Gabriel agì senza riflettere, e ne morse l'arcata esterna con forza. Sasha lo lasciò andare immediatamente, urlò e lui sì, riuscì ad attirare le attenzioni dei passanti. Alcuni continuarono per la loro strada, altri rimasero per qualche istante a fissarli, prima di voltare loro le spalle. «Sei impazzito! Mi hai quasi staccato un orecchio!»

Sputò a terra, la bocca impastata, troppo piena del sapore del suo sudore, e represse un conato di vomito. «Non ti avvicinare a loro.» disse in un sussurro tremulo.

Sasha rise, di una risata sprezzante, nonostante il sottile rivolo di sangue che gli scendeva lungo il collo, la mano ancora stretta intorno all'orecchio. Gabriel si sentiva a pezzi, psicologicamente e fisicamente, mentre quel bastardo pareva del tutto indifferente al dolore. «Perché?» chiese con tono canzonatorio e tornò a farglisi vicino.

Il braccio richiamò la sua attenzione con una successione di fitte dolorose, una dopo l'altra. Ne strinse la spalla con l'altra mano.

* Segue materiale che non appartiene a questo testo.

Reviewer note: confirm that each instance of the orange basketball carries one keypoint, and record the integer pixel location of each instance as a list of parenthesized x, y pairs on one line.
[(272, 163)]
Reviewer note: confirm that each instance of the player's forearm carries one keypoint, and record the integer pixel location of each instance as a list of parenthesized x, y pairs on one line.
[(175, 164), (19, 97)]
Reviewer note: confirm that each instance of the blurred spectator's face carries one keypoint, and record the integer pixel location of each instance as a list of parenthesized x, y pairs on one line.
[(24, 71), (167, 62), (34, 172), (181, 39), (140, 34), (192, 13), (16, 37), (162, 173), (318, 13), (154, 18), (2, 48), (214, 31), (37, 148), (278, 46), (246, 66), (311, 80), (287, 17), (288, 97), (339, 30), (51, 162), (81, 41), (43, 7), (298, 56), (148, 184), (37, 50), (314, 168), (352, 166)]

Forse, glielo aveva rotto, non ne era sicuro, ma quel tipo di dolore era nulla, in quel momento, in confronto alla rabbia che stava prendendo possesso di lui.

«Perché sono la tua famiglia?» il suo tono si fece ancora più derisorio.

«Avvicinati a loro e giuro che ti ammazzo.»

Sasha smise di sorridere e di andargli incontro. Lasciò andare l'orecchio, l'arcata esterna era rossa e sporca di sangue, ma la cosa più disgustosa restava il suo sguardo, allibito e divertito.